There’s no denying that Bootleg Rascal had a really good run on triple j. Once upon a time, the national youth broadcaster was our main champion and they really opened doors for us, including helping us grow our fan base and getting onto awesome festivals. Combined with a vigorous touring schedule, we attribute a lot of our early success to the station.

However, following on from our debut album Asleep in the Machine, we released a handful of singles, which eventually lead into our sophomore record Anónimo. Unfortunately, Anónimo and most singles from the record didn’t connect as well as we’d hoped at the station. Our management and record label at the time didn’t have a plan beyond banking on success there, and in turn, became really distant from us. We were lucky to have some people on our team who did care though and eventually took over the reins and remain our management to this day. 

After the release of Anónimo, we’ve released a series of singles and another EP. Still, the songs don’t seem to be connecting with triple j and real talk – we’re totally ok with that (however, we’d always welcome as much air time as they want to give us haha). We’ve found success via other practices and more importantly, we’re enjoying ourselves more than ever; I’m sure majority of artists didn’t pick up an instrument and set out to prioritise appeasing a radio station (I’d hope not anyway).

So, why is this old hipster flog ranting about triple j so much? Because there’s a common misconception by some artists that getting played by triple j is the be-all and end-all to carving out “success” in your career. I really think that is such an outdated viewpoint and we actually exist in one of the most exciting times for reaching fans via a myriad of different avenues.

I can confidently say that Bootleg Rascal is in the strongest position we’ve ever been as a band. We’ve never felt closer with our fans and pre-COVID-19, we were receiving more festival offers than we ever have. We’re also currently sitting on the highest monthly listenership numbers in our career across streaming, and this is all without major radio support.

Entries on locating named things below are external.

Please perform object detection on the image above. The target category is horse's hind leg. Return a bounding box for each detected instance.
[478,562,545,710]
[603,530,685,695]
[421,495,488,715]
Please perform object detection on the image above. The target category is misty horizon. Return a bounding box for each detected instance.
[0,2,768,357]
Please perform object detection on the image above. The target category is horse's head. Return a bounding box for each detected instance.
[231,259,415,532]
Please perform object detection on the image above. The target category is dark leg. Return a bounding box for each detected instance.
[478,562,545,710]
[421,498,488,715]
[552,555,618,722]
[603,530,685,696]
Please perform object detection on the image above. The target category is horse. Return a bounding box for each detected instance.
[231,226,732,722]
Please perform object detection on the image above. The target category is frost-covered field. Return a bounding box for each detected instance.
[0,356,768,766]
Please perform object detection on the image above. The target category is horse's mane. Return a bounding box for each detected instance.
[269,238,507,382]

Where a lot of other artists would have thrown in the towel, we’ve managed to keep our story moving forward via a series of clever release strategies, solid marketing, engaging content, live touring (when that was a thing) and healthy support through community radio stations and press. Essentially, it’s all a marketing mix that is made up of methods that our management and we have experimented with and taken risks on, to find what works best. It should be said, that you need to be doing/pushing for these things even if you are on high rotation on major radio networks.

Now, I do hear some of you say that’s all well and good when you have access to these resources. Budget and a lack of experience are usually common roadblocks in knowing how best to build and nurture a fanbase. With that aside, I implore up and coming artists to talk to take the time to do some research on conducting case studies of artists in your lane who have had success. See what they’ve done to carve out the road to where they currently are and you’ll start to piece together a better idea of how you may be able to navigate your career there.

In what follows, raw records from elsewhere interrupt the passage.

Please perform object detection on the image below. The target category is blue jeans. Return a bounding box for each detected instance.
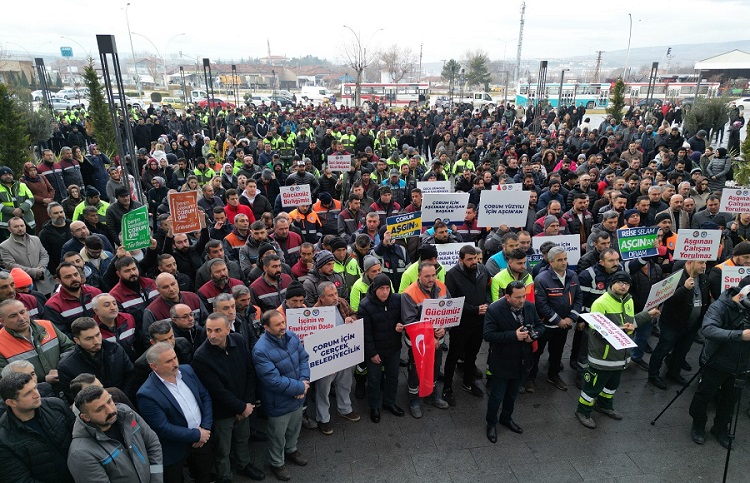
[486,377,521,428]
[631,319,654,361]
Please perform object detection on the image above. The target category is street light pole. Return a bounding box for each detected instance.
[125,2,143,97]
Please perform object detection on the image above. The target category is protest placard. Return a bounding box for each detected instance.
[286,307,336,340]
[435,243,474,270]
[617,227,659,260]
[643,270,683,310]
[719,188,750,213]
[581,312,636,350]
[673,228,721,261]
[419,297,465,329]
[531,235,581,265]
[168,191,204,235]
[417,181,451,195]
[721,265,750,292]
[477,190,530,228]
[422,193,469,226]
[326,154,352,172]
[281,184,312,208]
[305,319,365,382]
[385,211,422,238]
[121,206,151,250]
[493,183,523,191]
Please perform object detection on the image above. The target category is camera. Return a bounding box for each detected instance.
[523,324,539,340]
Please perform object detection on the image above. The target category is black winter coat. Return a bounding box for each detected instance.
[357,286,401,361]
[0,397,75,483]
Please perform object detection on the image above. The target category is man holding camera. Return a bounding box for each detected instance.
[690,277,750,448]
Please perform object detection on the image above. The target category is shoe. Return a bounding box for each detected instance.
[318,421,333,436]
[442,389,456,407]
[523,379,536,394]
[547,374,568,391]
[424,391,450,409]
[284,450,307,466]
[302,416,318,429]
[339,410,362,423]
[461,384,484,397]
[500,419,523,434]
[239,465,268,481]
[409,399,422,419]
[711,426,729,449]
[690,424,706,444]
[576,411,596,429]
[487,426,497,444]
[383,404,404,418]
[594,404,622,421]
[667,374,688,386]
[354,379,365,399]
[648,376,667,389]
[271,465,292,481]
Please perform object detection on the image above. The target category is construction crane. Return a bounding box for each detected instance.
[515,2,526,88]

Also, talk to people and ask for advice. You’d be surprised how many industry people and more established artists are actually cool with passing the favour on. Our inbox is always open for anyone who has questions and I can vouch our manager offers up the same opportunity.  

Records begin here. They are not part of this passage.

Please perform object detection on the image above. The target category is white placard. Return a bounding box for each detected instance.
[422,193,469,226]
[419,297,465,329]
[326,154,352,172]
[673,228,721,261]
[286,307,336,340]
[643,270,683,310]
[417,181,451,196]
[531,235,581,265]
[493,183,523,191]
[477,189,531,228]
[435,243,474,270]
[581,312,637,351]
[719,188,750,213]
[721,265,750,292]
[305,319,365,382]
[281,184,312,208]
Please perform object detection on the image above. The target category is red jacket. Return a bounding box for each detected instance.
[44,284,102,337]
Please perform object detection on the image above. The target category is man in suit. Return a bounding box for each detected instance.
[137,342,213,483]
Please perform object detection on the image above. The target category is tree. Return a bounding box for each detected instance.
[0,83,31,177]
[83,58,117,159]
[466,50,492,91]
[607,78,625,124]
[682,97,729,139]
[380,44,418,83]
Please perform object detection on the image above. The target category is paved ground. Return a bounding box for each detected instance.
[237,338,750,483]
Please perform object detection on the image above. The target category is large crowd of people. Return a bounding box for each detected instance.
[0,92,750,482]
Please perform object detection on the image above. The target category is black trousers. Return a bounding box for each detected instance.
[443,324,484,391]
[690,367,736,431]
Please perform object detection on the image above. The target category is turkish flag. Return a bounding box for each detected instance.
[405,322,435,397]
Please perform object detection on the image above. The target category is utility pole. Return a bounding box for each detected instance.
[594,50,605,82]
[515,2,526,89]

It sounds cliché, but ultimately persistence and hard work pays off. It’s also important to remember that it’s ok to try things and fail – just make sure you learn from the experience. Lime Cordiale, Ocean Alley and even Ziggie Albertson (lol) flew under the radar of triple j for many years, but still built incredible followings through hard work finding their audiences. 

Above all, your fans are the most important people. Just like Tay Tay recently told her fans You Are the Only Reason the Industry Cares”. Your fans need to be treated just like any other good friendship you have in your life. 

Make good music. Be good people. Work hard. Ask Questions. Try shit. Have fun.